A biologist by training, Stewart said that he recently tested the Jetstream interface to see if he could easily “do a little science.”
“It took me about 10 minutes to log in and do something on iPlant and about two hours to do the same thing using Amazon, so the interface really works,” he said.
Both Wrangler and Bridges focus on data needs. Niall Gaffney, director of Data Intensive Computing at TACC, pointed out that traditional high-performance computing systems and ways of working are often mismatched with the needs of data-intensive research. “Databases are not job,” he said. “Scratch is not a storage solution. Hadoop is not always HPC file system-friendly.”
Wrangler is intended to handle big data, lots of small data, structured and unstructured data, and both sequential and random I/O. It also needs to support a large number of applications and interfaces, including Hadoop, Spark, R, GIS, and others.
According to Gaffney, the highly flexible 600 TB flash storage system with bandwidth of 1 TB/sec is one of the most innovative features of Wrangler. “You can connect all 600 TB to one node if that’s what you need,” he said.
As an example of how Wrangler is enabling new data-centric activities, Gaffney said that OrthoMCL, a genomic workflow, would previously not complete on any TACC resource, but now runs in under four hours on Wrangler.
Construction of the data-centric Bridges system will begin in October, according to Nick Nystrom, director of Strategic Applications at PSC. Echoing other panelists, Nystrom agreed that Science Gateways are critical, particularly for communities that are not currently using HPC resources. “Many users don’t want to become programmers,” he said. “Gateways let them avoid a lot of complexity that people associate with traditional supercomputing.”
Bridges will include a pilot project with Temple University, focused on streamlining interoperation and helping people easily move from using campus resources to using nationally available resources such as those provided through XSEDE. “When Temple’s resources are at peak, some jobs can be migrated transparently to Bridges. And conversely, when Bridges is saturated, we can move jobs to Temple,” Nystrom explained.
In addition to these four compute systems available through XSEDE, the panel also highlighted two cloud computing testbeds, Chameleon and CloudLab, which give researchers the opportunity to build and test their own clouds. “There’s still a lot of work to be done in making clouds better and imagining what clouds will look like in the future,” said CloudLab’s Robert Ricci, a research assistant professor at the University of Utah.
The final panelist, Clemson University Jim Bottum, emphasized the need to provide training and assistance so more people from more disciplines can take advantage of all of these diverse computing resources.
“There is a training and education gap between resources and researchers,” he said. “There’s a high barrier to entry without human assistance, and the barriers become higher as we bring in new communities.”

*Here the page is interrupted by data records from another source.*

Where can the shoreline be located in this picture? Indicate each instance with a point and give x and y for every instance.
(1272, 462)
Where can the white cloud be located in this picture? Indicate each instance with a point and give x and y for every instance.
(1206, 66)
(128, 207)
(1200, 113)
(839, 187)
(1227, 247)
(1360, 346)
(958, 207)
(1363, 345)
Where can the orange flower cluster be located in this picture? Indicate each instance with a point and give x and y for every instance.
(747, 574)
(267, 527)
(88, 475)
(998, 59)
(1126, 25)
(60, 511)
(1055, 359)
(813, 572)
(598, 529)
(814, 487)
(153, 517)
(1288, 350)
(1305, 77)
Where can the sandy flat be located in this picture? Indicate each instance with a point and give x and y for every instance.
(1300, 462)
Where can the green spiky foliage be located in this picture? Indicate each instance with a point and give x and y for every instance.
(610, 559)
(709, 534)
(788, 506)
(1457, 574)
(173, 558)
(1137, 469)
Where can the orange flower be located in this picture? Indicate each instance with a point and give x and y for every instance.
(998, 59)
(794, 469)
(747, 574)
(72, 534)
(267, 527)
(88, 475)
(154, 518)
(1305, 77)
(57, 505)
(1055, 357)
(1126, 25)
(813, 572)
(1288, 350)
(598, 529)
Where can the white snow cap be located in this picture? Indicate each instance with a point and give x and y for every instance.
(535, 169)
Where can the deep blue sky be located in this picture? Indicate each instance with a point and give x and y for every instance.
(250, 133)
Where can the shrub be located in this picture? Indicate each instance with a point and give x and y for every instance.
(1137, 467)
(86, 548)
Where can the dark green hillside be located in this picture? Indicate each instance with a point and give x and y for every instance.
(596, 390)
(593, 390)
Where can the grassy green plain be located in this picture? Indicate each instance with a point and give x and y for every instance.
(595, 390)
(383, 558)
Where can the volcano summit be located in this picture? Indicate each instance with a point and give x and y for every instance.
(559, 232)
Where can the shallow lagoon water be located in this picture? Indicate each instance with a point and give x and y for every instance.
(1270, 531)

Bottum leads the NSF-supported ACI-REF project, which has begun addressing this gap by enlisting facilitators who can act as “research concierges” for people who are looking for computing resources (or who may not even know what resources are available or how they could impact their research) and by offering training. The goal is to grow the user base, both in terms of the number of people and the number of disciplines using cyberinfrastructure.
After just its first year, ACI-REF’s “concierges” have had 800+ consultations with individual researchers and more than 1,000 people have attended training sessions led by ACI-REF.